Depuis soixante ans, l’Europe est l’alliée des États-Unis et les États-Unis le protecteur de l’Europe. En ce début de XXIe siècle, l’alliance scellée au lendemain de la Deuxième Guerre mondiale n’a pas été dénouée, en dépit des désaccords sur la guerre en Irak et la lutte contre le terrorisme. Bien au contraire. L’interdépendance économique entre les deux rives de l’Atlantique devient chaque jour plus forte. L’ ‘Alliance’ atlantique et l’ ‘Europe’ sont les deux faces d’une même réalité : le rapprochement inexorable des continents européen et américain depuis six décennies.
L’Union européenne que nous connaissons n’est certainement pas le résultat ou le moyen d’une opposition européenne à la puissance américaine, comme on serait parfois tenté de le penser en France. Elle n’est pas non plus le cheval de Troie de la puissance américaine. L’Union européenne, comme puissance politique et réglementaire, est le produit des épisodes de conflit et de coopération de la relation transatlantique. Elle est, en d’autres termes, le fruit d’une dialectique atlantique. « L’Amérique à Bruxelles » est consacré à l’exploration de cette dialectique méconnue.
Au-delà de l’interdépendance économique croissante, le livre décrit l’inexorable convergence entre les deux plus grands marchés de la planète. Que l’ancienne Commissaire à l’environnement devenue vice-présidente de la Commission, Margot Wallström, mette sur les rails une réglementation nouvelle des produits chimiques qui entraînera probablement le retrait de centaines de substances aujourd’hui supposées dangereuses, et c’est Colin Powell en personne, alors secrétaire d’État, qui, alerté par l’industrie américaine, écrit à ses ambassadeurs pour leur demander de faire pression sur Bruxelles. Tous les grands domaines de la réglementation économique, qu’il s’agisse de services financiers, d’environnement, de normes comptables ou de gouvernement d’entreprise, comportent une dimension transatlantique déterminante. Lorsque le Commissaire Charlie McCreevy en charge du Marché intérieur, se déplace à Washington, il n’y reste pas un jour ou deux, il y passe toute la semaine. Le centre de gravité de l’économie mondiale, situé quelque part au dessus de l’Atlantique, aspire comme un siphon les réglementations des deux marchés et même la manière de faire de la politique.
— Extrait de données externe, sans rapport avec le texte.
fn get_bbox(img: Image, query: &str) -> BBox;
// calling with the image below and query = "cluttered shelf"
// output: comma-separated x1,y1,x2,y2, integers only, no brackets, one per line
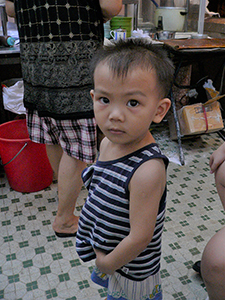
164,38,225,165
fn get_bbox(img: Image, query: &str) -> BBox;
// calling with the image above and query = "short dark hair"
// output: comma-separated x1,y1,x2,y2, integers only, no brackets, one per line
90,39,174,98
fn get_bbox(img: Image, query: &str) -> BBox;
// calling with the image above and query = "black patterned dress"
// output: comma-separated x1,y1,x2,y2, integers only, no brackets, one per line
14,0,104,120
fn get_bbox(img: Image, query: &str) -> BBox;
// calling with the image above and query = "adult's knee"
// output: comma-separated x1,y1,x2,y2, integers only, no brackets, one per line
201,227,225,285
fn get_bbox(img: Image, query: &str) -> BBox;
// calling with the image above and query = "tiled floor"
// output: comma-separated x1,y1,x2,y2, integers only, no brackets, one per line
0,122,225,300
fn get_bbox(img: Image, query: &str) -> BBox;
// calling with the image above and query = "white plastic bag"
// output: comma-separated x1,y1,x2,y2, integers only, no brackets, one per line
2,80,26,115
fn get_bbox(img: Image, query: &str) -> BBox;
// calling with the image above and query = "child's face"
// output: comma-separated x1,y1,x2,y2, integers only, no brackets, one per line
91,63,170,145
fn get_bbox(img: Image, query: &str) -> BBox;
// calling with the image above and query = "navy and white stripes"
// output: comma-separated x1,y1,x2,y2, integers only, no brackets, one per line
76,144,168,281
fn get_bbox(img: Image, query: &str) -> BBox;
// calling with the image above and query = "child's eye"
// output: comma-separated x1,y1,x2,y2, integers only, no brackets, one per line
99,97,109,104
127,100,139,107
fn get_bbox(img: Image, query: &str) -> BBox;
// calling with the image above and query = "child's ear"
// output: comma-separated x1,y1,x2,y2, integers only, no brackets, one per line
90,90,94,100
153,98,171,123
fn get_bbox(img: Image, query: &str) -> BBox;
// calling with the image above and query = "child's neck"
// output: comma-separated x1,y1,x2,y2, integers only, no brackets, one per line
99,133,155,161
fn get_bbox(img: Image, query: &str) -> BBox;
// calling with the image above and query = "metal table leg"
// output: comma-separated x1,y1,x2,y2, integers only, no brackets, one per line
171,92,185,166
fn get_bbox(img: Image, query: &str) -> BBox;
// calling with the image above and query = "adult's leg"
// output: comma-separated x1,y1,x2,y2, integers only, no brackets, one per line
201,227,225,300
201,162,225,300
52,152,86,233
46,145,63,179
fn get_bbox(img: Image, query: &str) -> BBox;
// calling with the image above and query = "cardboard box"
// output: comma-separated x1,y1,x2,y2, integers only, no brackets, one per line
177,99,224,135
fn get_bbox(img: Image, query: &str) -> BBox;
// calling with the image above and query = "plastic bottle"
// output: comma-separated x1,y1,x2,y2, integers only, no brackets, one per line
0,36,15,47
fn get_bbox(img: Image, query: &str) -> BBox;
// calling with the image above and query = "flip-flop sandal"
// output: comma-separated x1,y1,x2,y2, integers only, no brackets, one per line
55,231,77,238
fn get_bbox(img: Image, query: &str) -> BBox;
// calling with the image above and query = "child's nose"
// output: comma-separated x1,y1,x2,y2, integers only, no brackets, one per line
109,107,124,122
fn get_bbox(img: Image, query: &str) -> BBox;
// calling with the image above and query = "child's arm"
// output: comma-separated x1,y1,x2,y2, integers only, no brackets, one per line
99,0,122,22
95,159,166,274
209,143,225,173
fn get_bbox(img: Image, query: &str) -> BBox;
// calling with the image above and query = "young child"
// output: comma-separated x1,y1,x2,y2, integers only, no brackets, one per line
76,40,174,300
201,143,225,300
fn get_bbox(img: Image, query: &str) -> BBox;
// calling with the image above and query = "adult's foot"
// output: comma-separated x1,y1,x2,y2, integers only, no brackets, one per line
52,215,79,237
192,260,201,276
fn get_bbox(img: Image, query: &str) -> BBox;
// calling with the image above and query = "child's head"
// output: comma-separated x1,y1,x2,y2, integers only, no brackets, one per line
91,39,174,98
91,40,174,149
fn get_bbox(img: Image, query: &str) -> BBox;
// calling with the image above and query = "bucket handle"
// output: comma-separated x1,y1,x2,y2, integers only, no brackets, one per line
3,143,28,167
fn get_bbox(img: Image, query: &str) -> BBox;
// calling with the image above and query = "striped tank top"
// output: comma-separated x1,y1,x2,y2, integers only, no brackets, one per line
76,143,168,281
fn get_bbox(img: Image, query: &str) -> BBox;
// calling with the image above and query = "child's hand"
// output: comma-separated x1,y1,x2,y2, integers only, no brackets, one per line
94,249,114,275
209,143,225,173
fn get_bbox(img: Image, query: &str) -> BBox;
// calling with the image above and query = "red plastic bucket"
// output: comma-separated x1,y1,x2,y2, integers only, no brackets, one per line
0,119,53,193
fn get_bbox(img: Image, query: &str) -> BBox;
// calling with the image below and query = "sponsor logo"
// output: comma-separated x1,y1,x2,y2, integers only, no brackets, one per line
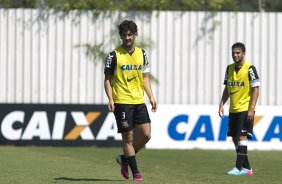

Il y a déjà trente ans, les grandes entreprises américaines ont emmené dans leurs bagages les techniques d’influence qui ont fait de Washington la capitale mondiale du lobbying. Adaptées, ‘customisées’ par une poignée de ‘Pères fondateurs’, souvent britanniques, parfois américains, ces techniques sont devenues la grammaire du microcosme bruxellois. Faut-il se réjouir de cette convergence ou la regretter ?
La force du lien transatlantique interroge l’Europe sur son identité, particulièrement lorsqu’elle touche aux questions de sécurité. Le Patriot Act adopté par le Congrès au lendemain du 11/9 a fait voler en éclat le délicat équilibre trouvé par l’Union européenne entre liberté et sécurité. D’un jour à l’autre, pour les transporteurs aériens, ce n’était plus la loi européenne mais la loi américaine qui s'appliquait parce qu'ils avaient trop à perdre à ne pas agir ainsi.
Mais comme toujours dans la brève histoire de l’Union, ce choc transatlantique a aussi agi comme un ferment d’intégration. Bruxelles n’est jamais allée aussi loin dans la formulation d’une politique de sécurité européenne que depuis le 11 septembre. Mais son autonomie semble si fragile. Lorsque Washington, pris d’un vertige sécuritaire, quitte la route, l’Europe est entraînée dans sa chute. L’histoire des activités illégales menée par la CIA sur le territoire européen sous prétexte de lutte contre le terrorisme en administre la triste preuve. De quelles valeurs les Européens oseront-ils se prévaloir lorsqu’ils découvriront qu’a existé sur leur sol un Guatanamo roumain et un Abou Grahib polonais ?
L’Europe ne peut échapper à son destin atlantique. Ce qui menace son intégrité, ses valeurs, son autonomie, ce ne sont pas les États-Unis, mais les Européens eux-mêmes. L’influence américaine à Bruxelles souligne a contrario l’indétermination des dirigeants politiques européens ou, à tout le moins, l’absence de consensus sur le sens du projet politique européen.